Effective implementation of current NN models could be done in software or hardware systems. For instance, the synaptic weights of the proposed architectures could be implemented with an algorithm in Python, able to automatically read datasets from patients electronic records (NN architecture and synaptic weights of the guided one-hidden layer MLP model is included in the Supplementary material) (Fig. 2).

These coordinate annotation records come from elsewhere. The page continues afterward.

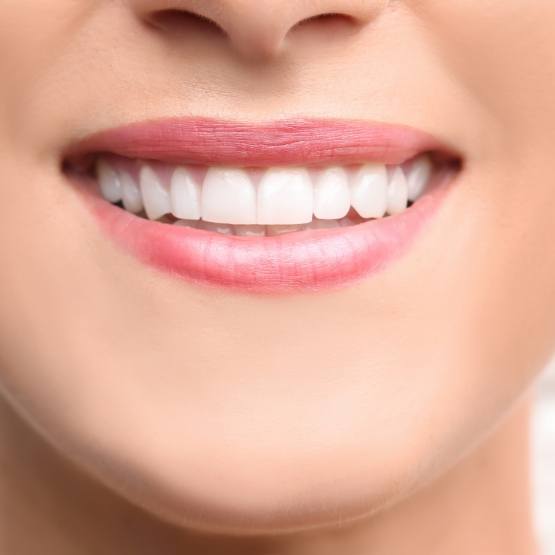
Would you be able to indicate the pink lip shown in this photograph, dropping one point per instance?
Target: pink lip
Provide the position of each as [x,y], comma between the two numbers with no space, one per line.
[300,261]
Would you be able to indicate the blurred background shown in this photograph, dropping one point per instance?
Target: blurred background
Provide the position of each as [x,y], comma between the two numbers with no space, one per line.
[543,456]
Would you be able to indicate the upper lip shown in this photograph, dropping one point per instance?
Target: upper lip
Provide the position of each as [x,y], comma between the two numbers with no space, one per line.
[293,141]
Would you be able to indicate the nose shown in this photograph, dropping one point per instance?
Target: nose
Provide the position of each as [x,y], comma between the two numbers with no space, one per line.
[258,28]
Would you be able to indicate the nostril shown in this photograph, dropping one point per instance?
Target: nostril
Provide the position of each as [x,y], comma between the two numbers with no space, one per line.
[180,20]
[326,20]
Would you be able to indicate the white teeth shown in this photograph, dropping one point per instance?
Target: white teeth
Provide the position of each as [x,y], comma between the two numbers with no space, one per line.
[332,199]
[369,191]
[110,185]
[155,197]
[242,201]
[185,194]
[228,195]
[130,194]
[285,197]
[418,177]
[397,192]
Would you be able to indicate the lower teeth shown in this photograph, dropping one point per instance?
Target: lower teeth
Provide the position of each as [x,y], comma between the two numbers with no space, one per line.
[264,230]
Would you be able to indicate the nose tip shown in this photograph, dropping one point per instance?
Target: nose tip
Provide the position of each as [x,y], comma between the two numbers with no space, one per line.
[258,29]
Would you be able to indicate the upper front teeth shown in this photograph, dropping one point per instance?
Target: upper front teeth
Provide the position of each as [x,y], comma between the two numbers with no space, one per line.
[277,196]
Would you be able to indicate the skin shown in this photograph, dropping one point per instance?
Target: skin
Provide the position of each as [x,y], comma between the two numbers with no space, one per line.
[142,413]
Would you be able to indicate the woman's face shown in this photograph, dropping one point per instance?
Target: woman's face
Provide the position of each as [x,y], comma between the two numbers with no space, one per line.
[229,409]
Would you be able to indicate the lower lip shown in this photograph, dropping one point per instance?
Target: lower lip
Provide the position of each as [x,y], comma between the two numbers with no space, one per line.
[310,260]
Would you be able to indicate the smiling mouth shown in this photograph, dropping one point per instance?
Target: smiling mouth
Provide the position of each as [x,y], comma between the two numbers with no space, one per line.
[287,206]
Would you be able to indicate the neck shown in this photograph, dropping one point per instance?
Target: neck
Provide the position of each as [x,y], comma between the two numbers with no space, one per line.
[482,505]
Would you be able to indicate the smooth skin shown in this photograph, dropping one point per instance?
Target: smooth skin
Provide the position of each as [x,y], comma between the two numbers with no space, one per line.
[143,414]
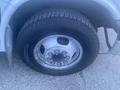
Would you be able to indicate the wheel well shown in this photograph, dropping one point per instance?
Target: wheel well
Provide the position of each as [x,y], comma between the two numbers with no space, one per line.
[97,14]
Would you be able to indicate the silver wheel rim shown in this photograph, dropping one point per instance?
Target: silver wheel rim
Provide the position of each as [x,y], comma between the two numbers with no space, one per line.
[58,52]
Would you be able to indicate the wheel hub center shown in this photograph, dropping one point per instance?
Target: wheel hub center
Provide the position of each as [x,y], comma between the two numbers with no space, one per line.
[58,55]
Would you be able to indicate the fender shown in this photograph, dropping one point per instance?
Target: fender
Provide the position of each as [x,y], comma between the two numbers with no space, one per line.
[106,5]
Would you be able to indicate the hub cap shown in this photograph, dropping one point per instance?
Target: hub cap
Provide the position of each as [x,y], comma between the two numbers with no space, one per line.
[58,52]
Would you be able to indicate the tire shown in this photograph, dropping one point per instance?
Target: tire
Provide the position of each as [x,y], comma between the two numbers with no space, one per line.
[58,22]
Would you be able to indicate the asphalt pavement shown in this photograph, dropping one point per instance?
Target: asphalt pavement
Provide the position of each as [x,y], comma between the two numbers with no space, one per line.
[103,74]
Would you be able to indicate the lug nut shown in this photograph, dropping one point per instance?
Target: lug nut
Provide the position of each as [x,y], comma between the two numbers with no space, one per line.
[56,52]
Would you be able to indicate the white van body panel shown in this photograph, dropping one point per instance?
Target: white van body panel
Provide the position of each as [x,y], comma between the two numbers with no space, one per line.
[10,6]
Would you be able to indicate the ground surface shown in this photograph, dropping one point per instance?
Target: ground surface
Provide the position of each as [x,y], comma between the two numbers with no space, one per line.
[103,74]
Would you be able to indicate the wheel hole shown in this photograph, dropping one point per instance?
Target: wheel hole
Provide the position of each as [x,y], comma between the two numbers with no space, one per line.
[63,40]
[42,49]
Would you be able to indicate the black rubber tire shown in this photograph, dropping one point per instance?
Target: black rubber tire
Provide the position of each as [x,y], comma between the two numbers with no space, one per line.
[57,21]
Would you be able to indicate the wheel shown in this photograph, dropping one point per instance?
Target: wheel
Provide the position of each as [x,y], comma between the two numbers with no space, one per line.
[58,42]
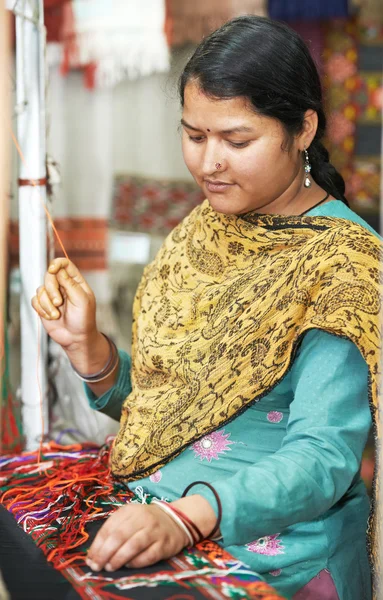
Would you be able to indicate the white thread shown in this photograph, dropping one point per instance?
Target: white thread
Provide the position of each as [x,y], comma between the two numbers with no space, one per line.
[175,518]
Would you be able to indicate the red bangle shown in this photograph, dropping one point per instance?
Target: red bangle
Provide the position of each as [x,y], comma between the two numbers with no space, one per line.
[219,505]
[192,527]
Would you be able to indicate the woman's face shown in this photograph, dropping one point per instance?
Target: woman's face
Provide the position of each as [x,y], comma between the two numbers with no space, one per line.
[257,171]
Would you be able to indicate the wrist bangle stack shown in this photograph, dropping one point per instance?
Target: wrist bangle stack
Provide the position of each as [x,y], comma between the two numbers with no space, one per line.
[219,505]
[109,368]
[176,518]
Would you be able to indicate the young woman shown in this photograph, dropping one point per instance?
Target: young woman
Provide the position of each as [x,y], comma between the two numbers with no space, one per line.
[255,337]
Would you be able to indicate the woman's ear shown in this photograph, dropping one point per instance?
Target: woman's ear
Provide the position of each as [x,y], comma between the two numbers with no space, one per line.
[309,129]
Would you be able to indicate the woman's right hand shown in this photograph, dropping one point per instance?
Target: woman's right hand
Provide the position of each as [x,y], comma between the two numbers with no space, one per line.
[66,305]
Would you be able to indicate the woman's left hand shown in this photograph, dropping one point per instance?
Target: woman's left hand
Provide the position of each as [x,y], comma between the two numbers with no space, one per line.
[135,535]
[138,535]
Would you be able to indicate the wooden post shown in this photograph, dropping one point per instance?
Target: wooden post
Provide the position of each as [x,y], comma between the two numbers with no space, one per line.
[30,92]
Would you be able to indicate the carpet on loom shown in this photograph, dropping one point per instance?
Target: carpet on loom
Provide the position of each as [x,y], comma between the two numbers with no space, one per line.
[52,503]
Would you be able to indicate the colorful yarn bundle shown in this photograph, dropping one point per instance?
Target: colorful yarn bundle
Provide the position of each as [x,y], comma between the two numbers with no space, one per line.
[55,497]
[59,493]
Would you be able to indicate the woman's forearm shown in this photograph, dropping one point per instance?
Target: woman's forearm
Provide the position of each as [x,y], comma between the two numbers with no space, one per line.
[90,357]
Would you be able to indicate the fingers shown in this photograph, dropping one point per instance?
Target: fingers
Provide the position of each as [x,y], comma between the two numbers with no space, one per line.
[46,303]
[108,538]
[124,548]
[40,311]
[148,556]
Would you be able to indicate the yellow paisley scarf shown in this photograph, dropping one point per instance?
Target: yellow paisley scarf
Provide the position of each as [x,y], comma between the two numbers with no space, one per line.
[219,314]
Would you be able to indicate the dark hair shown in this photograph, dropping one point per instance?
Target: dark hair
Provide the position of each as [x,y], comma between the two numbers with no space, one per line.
[267,62]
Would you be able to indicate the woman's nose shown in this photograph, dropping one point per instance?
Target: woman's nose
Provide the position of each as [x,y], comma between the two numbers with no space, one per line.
[213,161]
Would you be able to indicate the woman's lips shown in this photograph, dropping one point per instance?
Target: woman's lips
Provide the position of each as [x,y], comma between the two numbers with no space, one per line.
[217,186]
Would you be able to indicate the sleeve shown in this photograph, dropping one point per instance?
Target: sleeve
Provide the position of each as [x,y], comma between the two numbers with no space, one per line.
[110,403]
[321,452]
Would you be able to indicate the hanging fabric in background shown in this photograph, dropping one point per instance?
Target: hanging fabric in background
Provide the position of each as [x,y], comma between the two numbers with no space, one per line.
[54,19]
[307,9]
[115,40]
[188,22]
[150,205]
[353,57]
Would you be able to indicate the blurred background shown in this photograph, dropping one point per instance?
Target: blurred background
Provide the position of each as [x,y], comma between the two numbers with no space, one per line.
[116,181]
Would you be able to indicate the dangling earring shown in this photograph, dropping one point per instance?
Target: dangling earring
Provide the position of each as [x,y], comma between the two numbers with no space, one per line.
[307,182]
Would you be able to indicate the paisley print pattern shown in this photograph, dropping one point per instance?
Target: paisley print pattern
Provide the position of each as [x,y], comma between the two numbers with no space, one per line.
[219,314]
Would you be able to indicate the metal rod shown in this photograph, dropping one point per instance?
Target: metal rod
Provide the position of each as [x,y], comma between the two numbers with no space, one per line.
[30,92]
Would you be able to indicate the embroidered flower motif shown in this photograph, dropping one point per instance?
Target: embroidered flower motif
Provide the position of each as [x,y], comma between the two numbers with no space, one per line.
[212,445]
[157,361]
[269,545]
[156,477]
[274,416]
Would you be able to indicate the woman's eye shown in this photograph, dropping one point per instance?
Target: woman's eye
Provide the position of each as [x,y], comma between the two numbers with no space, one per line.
[197,139]
[239,144]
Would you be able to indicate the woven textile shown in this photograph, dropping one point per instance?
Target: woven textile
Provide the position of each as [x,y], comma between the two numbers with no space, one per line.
[189,22]
[117,38]
[83,237]
[352,58]
[61,499]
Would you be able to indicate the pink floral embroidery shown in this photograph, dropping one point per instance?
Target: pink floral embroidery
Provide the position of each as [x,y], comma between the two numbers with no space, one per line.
[212,445]
[156,477]
[274,416]
[269,545]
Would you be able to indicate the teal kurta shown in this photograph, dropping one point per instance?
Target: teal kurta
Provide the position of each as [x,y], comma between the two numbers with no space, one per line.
[287,469]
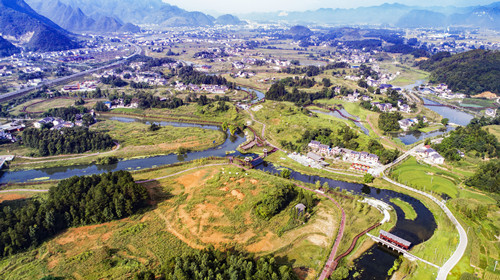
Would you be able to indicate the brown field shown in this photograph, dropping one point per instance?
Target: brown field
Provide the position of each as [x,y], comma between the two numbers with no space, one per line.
[13,196]
[207,206]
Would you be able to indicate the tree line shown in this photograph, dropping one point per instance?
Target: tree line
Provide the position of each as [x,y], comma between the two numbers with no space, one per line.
[188,75]
[215,264]
[65,113]
[73,202]
[274,200]
[66,141]
[470,72]
[471,138]
[278,92]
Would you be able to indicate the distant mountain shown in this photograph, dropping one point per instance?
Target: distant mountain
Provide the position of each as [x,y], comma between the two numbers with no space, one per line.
[229,20]
[75,20]
[299,30]
[391,14]
[146,12]
[386,13]
[7,49]
[486,17]
[471,72]
[21,24]
[422,18]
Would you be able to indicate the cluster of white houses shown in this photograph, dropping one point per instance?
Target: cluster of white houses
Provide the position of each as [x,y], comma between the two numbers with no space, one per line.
[345,154]
[83,86]
[59,123]
[430,155]
[199,88]
[405,124]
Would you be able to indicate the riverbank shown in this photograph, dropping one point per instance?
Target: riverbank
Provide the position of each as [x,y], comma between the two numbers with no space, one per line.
[137,141]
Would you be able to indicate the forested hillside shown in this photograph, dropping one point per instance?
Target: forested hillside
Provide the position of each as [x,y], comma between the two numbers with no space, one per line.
[470,72]
[73,202]
[66,141]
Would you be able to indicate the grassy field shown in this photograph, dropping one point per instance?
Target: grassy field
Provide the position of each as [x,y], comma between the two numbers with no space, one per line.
[410,213]
[437,249]
[427,178]
[483,248]
[408,75]
[136,141]
[478,102]
[285,121]
[191,111]
[206,206]
[495,130]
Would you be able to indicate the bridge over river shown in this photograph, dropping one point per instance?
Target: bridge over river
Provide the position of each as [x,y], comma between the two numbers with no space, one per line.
[405,253]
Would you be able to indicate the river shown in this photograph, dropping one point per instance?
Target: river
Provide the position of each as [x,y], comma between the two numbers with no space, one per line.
[454,115]
[372,265]
[345,113]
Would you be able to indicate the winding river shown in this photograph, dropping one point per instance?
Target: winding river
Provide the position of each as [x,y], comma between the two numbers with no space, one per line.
[374,264]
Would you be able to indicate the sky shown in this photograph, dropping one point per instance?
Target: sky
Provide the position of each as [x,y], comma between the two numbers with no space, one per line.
[248,6]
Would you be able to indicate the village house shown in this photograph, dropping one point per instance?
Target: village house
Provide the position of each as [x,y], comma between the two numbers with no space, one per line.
[430,155]
[490,112]
[314,145]
[406,124]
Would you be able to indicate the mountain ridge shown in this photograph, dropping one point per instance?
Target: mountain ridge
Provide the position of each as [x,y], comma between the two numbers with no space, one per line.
[75,20]
[390,14]
[21,25]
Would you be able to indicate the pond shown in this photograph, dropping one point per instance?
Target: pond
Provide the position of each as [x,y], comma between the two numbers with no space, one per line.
[344,112]
[372,265]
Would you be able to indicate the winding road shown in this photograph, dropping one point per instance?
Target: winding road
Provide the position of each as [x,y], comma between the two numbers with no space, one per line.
[53,82]
[462,244]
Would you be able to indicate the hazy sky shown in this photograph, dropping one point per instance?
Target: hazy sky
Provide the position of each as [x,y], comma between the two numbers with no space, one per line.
[246,6]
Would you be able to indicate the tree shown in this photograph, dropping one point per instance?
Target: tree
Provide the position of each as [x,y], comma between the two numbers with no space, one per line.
[326,82]
[286,173]
[101,107]
[389,121]
[318,185]
[225,125]
[368,178]
[232,129]
[154,127]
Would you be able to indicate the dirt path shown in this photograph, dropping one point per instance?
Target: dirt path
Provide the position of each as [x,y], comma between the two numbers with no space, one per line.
[63,157]
[330,263]
[23,190]
[263,131]
[180,172]
[382,138]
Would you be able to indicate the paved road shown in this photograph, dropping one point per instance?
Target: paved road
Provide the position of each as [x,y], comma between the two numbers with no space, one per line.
[180,172]
[404,252]
[462,244]
[327,270]
[23,190]
[64,157]
[49,83]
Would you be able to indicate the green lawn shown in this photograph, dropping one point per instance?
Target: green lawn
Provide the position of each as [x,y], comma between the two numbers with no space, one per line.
[410,213]
[494,129]
[427,178]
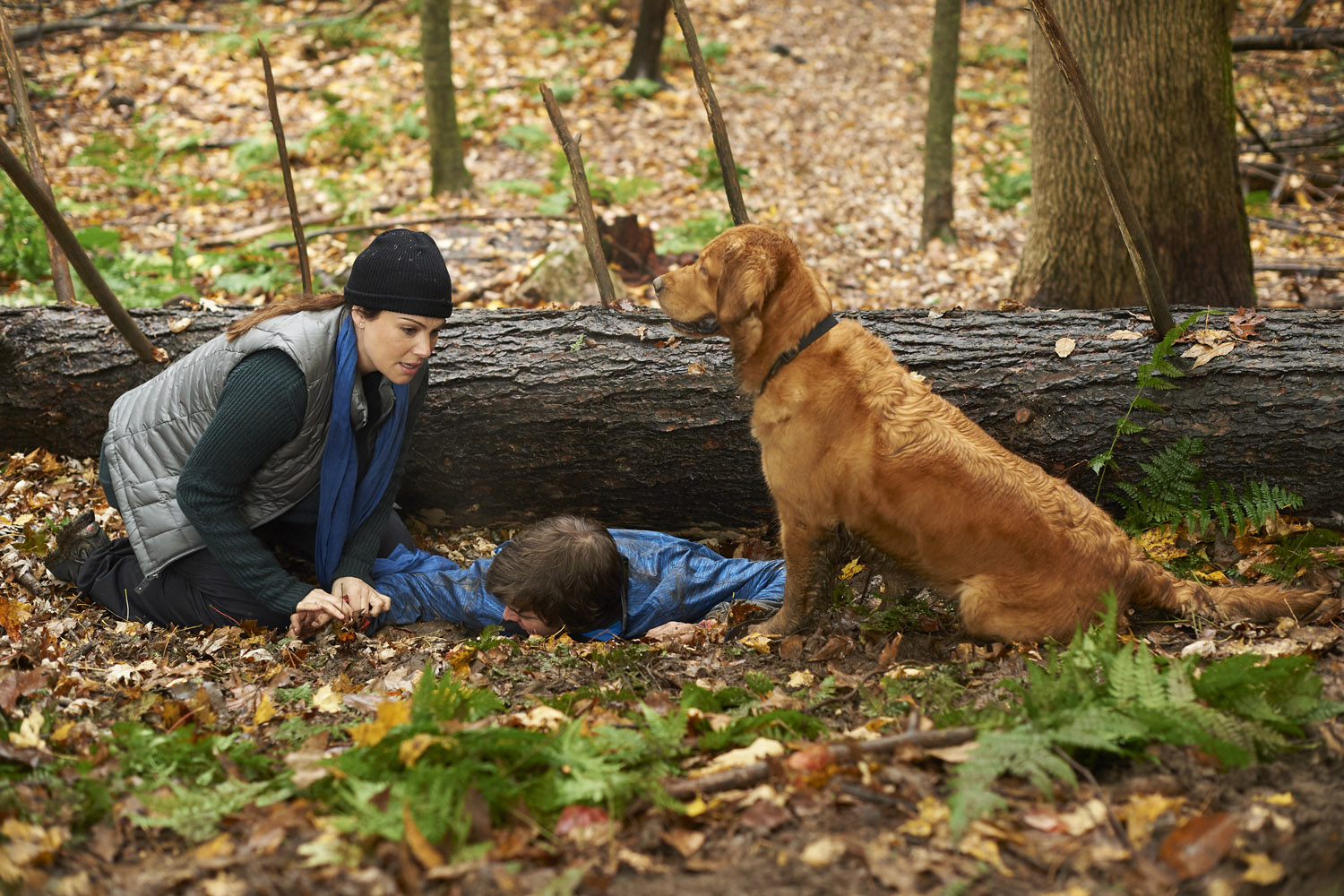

Some limitations should be considered in the present study. First, although NN algorithms can implicitly detect complex non-linear relationships between independent and dependent variables and have the ability to solve possible interactions between predictor variables, NN are also a black box requiring greater computational resources and have limited ability to identify possible causal relationships. Second, candidate variables for the GRACE predictive model were originally selected from clinical variables extracted from previously published studies and on clinical experts opinions; then, a multiple logistic analysis was done to eliminate those factors not associated with mortality1. Consequently, it should be considered that input variables used to train current NN algorithms have been guided at least by one previous logistic regression analysis. This paradox could generate some bias when comparing performances between NN methods and logistic regression. One reason for improving risk prediction models is score simplification; however, since some of the current proposed models include even more variables than the original GRACE score, this condition could be seen as a disadvantage. However, better score performances are difficult to achieve, using less predictive variables. Ideally, risk prediction could be automatically calculated with an NN-based system by directly accessing data from patients electronic records.
Conclusion
In conclusion, this study explored NN algorithms to predict in-hospital mortality following acute coronary syndrome. Treatment of individual predictors of the GRACE score with NN algorithms improved accuracy and discrimination power in all models with respect to the traditional logistic regression approach; nevertheless, PPV was only marginally enhanced. Only unguided variable selection would be able to achieve better results in PPV terms. In short, current findings demonstrated that NN-based models with a guided or unguided previous selection of potential predictors offered alternative medical modeling to the traditional logistic regression approach of the GRACE score.